The proposed mandatory code of practice requires retailers to display information about the alcohol unit content of drinks on sale, and their impact on consumer health.

The government has also suggested a flexible set of conditions that can be imposed by local authorities on individual stores. These include banning bulk buy promotions, and requiring staff to operate a Challenge 21 policy.

Association of Convenience Stores chief executive James Lowman said the proposal was "ill conceived".

"If a Local Authority imposed this option, a retailer who sold alcohol to a 20-year-old would potentially face a £20,000 fine and six months in prison, which is a tougher penalty than if they had sold alcohol to a 14-year-old," he said.

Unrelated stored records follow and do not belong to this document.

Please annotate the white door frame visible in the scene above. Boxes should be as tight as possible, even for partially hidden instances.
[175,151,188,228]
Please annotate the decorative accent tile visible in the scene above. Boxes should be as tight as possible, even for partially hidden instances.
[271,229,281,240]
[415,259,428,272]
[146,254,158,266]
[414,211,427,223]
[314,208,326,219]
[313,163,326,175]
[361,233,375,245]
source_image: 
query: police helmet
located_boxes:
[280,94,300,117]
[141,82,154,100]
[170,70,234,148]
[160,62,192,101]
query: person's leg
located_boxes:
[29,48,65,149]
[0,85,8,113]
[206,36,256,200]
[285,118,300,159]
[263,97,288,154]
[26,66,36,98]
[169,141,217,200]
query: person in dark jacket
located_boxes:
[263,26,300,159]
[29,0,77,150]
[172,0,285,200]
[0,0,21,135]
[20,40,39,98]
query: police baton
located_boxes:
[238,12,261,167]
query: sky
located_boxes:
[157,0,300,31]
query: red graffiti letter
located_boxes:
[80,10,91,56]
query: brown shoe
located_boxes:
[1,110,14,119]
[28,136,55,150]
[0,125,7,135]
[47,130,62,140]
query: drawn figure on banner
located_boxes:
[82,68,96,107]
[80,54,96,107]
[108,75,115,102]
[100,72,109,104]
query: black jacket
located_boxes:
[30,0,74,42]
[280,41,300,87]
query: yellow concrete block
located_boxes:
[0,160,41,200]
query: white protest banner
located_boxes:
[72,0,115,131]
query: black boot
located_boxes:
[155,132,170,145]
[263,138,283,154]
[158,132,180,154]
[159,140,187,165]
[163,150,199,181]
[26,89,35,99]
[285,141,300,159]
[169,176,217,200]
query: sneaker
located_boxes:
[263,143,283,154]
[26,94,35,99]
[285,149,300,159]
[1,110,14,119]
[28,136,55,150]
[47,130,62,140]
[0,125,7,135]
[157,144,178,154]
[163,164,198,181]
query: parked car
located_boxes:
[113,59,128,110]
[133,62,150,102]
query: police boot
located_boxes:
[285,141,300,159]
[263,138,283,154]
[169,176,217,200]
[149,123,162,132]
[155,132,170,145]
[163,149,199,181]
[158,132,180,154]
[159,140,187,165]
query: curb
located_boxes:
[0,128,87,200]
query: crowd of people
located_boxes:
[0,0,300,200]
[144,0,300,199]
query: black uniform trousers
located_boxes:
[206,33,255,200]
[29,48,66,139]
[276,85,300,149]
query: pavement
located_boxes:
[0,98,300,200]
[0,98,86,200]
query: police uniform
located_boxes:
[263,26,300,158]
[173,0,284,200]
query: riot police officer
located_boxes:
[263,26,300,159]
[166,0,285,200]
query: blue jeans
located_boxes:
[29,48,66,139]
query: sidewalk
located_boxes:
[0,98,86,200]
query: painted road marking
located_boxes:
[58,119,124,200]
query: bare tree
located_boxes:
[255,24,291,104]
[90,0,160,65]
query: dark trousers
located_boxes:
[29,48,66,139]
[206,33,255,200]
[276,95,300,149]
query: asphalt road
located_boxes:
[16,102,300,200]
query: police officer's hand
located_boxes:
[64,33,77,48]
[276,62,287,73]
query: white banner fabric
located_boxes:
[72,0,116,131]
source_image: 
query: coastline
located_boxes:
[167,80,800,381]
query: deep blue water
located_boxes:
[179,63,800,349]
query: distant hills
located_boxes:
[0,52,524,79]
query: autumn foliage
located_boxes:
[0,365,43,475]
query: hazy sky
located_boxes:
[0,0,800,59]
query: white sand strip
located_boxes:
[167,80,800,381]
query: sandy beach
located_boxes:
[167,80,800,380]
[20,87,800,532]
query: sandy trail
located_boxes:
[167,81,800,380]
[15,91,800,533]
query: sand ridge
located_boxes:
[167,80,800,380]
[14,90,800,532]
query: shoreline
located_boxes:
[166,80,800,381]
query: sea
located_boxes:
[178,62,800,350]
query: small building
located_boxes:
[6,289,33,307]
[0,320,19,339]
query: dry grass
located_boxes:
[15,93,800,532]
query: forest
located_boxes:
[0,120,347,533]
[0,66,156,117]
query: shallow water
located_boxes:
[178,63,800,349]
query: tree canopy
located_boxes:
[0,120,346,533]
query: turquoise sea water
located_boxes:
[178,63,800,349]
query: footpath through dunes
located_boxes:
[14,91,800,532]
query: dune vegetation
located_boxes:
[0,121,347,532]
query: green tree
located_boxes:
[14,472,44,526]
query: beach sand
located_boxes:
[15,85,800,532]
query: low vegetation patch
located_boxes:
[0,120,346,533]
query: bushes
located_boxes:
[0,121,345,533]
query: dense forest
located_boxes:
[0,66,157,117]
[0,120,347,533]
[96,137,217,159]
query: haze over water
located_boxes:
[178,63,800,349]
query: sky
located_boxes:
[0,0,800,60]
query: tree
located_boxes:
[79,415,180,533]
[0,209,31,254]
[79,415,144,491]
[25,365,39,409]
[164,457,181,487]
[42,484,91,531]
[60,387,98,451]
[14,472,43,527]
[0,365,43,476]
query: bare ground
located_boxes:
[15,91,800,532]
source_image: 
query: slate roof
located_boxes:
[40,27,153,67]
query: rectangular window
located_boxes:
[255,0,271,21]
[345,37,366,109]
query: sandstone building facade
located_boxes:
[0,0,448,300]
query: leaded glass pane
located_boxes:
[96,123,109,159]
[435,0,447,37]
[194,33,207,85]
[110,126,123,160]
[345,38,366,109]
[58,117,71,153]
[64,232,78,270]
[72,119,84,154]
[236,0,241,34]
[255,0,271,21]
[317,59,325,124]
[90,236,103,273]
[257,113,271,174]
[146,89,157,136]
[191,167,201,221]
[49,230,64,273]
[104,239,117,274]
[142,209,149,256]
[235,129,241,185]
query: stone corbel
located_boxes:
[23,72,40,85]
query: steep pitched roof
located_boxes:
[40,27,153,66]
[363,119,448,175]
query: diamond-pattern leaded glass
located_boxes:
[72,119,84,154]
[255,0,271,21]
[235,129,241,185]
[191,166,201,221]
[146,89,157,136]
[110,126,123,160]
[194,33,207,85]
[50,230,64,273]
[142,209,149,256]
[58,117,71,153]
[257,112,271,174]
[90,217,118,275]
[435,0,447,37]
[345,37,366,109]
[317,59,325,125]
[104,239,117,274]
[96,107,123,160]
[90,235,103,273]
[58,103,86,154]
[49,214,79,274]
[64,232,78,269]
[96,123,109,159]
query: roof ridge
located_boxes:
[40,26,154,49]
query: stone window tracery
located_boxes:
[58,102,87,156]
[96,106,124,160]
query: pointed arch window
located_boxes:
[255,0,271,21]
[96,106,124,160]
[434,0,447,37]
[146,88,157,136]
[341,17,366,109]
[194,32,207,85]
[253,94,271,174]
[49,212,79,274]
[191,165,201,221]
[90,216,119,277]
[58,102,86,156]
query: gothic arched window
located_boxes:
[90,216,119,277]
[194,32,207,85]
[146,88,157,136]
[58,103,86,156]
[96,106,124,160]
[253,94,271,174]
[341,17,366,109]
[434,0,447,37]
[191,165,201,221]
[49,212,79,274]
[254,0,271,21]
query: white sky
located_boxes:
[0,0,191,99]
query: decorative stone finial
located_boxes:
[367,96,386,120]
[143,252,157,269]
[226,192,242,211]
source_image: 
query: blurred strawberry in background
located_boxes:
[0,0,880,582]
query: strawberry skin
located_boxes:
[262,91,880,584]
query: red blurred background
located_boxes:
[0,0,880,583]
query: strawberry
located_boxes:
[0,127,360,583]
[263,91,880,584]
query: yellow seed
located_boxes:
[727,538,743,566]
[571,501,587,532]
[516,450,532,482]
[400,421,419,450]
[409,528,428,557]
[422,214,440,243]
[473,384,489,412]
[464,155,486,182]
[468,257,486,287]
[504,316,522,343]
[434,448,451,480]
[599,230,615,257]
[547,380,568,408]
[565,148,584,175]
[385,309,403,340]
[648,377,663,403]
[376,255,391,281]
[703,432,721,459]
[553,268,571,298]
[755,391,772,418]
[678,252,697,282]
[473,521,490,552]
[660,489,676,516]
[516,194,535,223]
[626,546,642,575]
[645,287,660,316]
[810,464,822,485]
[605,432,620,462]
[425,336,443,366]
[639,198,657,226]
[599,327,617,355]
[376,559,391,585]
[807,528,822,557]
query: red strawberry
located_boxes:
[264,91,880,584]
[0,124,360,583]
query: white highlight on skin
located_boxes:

"We absolutely support Challenge 21 and Challenge 25, but they only work as voluntary industry initiatives. Making them law will undermine their effectiveness," he added.

The government has, however, decided to reject plans for a minimum price for alcohol, for fear of punishing the majority of sensible moderate drinkers.

London-based Londis retailer Raj Chandegra said he would have welcomed minimum unit pricing. "If a reasonable minimum price had been suggested by the government it would have benefited independent stores and stopped supermarkets from undercutting us," he said.

He added that the majority of retailers already took the issue of underage sales seriously.

"Obviously, mistakes do happen, but I think that retailers are now much more careful about who they sell alcohol to, and do not need legislation forced upon them," he said.